Get started developing workflows with Apache Airflow
Apache Airflow is an open-source tool for orchestrating complex computational workflows and data processing pipelines. If you find yourself running cron task which execute ever longer scripts, or keeping a calendar of big data processing batch jobs then Airflow can probably help you. This article provides an introductory tutorial for people who want to get started writing pipelines with Airflow.
An Airflow workflow is designed as a directed acyclic graph (DAG). That means, that when authoring a workflow, you should think how it could be divided into tasks which can be executed independently. You can then merge these tasks into a logical whole by combining them into a graph.
The shape of the graph decides the overall logic of your workflow. An Airflow DAG can include multiple branches and you can decide which of them to follow and which to skip at the time of workflow execution.
This creates a very resilient design, because each task can be retried multiple times if an error occurs. Airflow can even be stopped entirely and running workflows will resume by restarting the last unfinished task.
Note
When designing Airflow operators, it's important to keep in mind that they may be executed more than once. Each task should be idempotent, i.e. have the ability to be applied multiple times without producing unintended consequences.
Airflow nomenclature
Here is a brief overview of some terms used when designing Airflow workflows:
- Airflow DAGs are composed of Tasks.
- Each Task is created by instantiating an Operator class. A configured instance of an Operator becomes a Task, as in:
my_task = MyOperator(...)
. - When a DAG is started, Airflow creates a DAG Run entry in its database.
- When a Task is executed in the context of a particular DAG Run, then a Task Instance is created.
AIRFLOW_HOME
is the directory where you store your DAG definition files and Airflow plugins.
When? | DAG | Task | Info about other tasks |
---|---|---|---|
During definition | DAG | Task | get_direct_relatives |
During a run | DAG Run | Task Instance | xcom_pull |
Base class | DAG |
BaseOperator |
Airflow documentation provides more information about these and other concepts.
Prerequisites
Airflow is written in Python, so I will assume you have it installed on your machine. I'm using Python 3 (because it's 2017, come on people!), but Airflow is supported on Python 2 as well. I will also assume that you have virtualenv installed.
$ python3 --version
Python 3.6.0
$ virtualenv --version
15.1.0
Install Airflow
Let's create a workspace directory for this tutorial, and inside it a Python 3 virtualenv directory:
$ cd /path/to/my/airflow/workspace
$ virtualenv -p `which python3` venv
$ source venv/bin/activate
(venv) $
Now let's install Airflow 1.8:
(venv) $ pip install airflow==1.8.0
Now we'll need to create the AIRFLOW_HOME
directory where your DAG definition files and Airflow plugins will be stored.
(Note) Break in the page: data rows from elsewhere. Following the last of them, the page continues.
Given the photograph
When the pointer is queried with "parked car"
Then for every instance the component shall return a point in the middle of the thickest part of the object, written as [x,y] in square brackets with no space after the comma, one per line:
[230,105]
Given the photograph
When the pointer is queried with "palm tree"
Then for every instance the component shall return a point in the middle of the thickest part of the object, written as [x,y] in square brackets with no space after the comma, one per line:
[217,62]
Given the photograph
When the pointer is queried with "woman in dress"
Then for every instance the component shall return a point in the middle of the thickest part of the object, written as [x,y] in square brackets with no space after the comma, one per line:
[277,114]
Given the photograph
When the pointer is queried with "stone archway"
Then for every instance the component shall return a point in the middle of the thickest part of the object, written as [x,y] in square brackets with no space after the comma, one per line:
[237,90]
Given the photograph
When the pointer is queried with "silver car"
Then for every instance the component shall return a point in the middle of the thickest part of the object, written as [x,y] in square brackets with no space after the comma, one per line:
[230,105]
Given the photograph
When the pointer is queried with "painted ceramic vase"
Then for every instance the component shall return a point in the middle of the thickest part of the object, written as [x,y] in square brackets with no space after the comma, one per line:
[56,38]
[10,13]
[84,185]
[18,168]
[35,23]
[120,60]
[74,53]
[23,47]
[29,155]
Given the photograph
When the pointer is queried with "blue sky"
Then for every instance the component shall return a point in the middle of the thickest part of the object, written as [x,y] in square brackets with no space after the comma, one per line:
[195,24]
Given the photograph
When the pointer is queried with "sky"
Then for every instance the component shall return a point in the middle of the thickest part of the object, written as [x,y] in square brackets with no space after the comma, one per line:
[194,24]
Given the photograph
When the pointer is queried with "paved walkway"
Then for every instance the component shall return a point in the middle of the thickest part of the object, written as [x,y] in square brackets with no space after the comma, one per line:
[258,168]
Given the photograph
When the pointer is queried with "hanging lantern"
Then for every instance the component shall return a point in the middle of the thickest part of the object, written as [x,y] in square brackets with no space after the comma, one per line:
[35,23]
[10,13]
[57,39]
Once the directory is created, set the AIRFLOW_HOME
environment variable:
(venv) $ cd /path/to/my/airflow/workspace
(venv) $ mkdir airflow_home
(venv) $ export AIRFLOW_HOME=`pwd`/airflow_home
You should now be able to run Airflow commands. Let's try by issuing the following:
(venv) $ airflow version
____________ _____________
____ |__( )_________ __/__ /________ __
____ /| |_ /__ ___/_ /_ __ /_ __ \_ | /| / /
___ ___ | / _ / _ __/ _ / / /_/ /_ |/ |/ /
_/_/ |_/_/ /_/ /_/ /_/ \____/____/|__/
v1.8.0rc5+apache.incubating
If the airflow version
command worked, then Airflow also created its default configuration file airflow.cfg
in AIRFLOW_HOME
:
airflow_home
├── airflow.cfg
└── unittests.cfg
Default configuration values stored in airflow.cfg
will be fine for this tutorial, but in case you want to tweak any Airflow settings, this is the file to change. Take a look at the docs for more information about configuring Airflow.
Initialize the Airflow DB
Next step is to issue the following command, which will create and initialize the Airflow SQLite database:
(venv) $ airflow initdb
The database will be create in airflow.db
by default.
airflow_home
├── airflow.cfg
├── airflow.db <- Airflow SQLite DB
└── unittests.cfg
Note
Using SQLite is an adequate solution for local testing and development, but it does not support concurrent access. In a production environment you will most certainly want to use a more robust database solution such as Postgres or MySQL.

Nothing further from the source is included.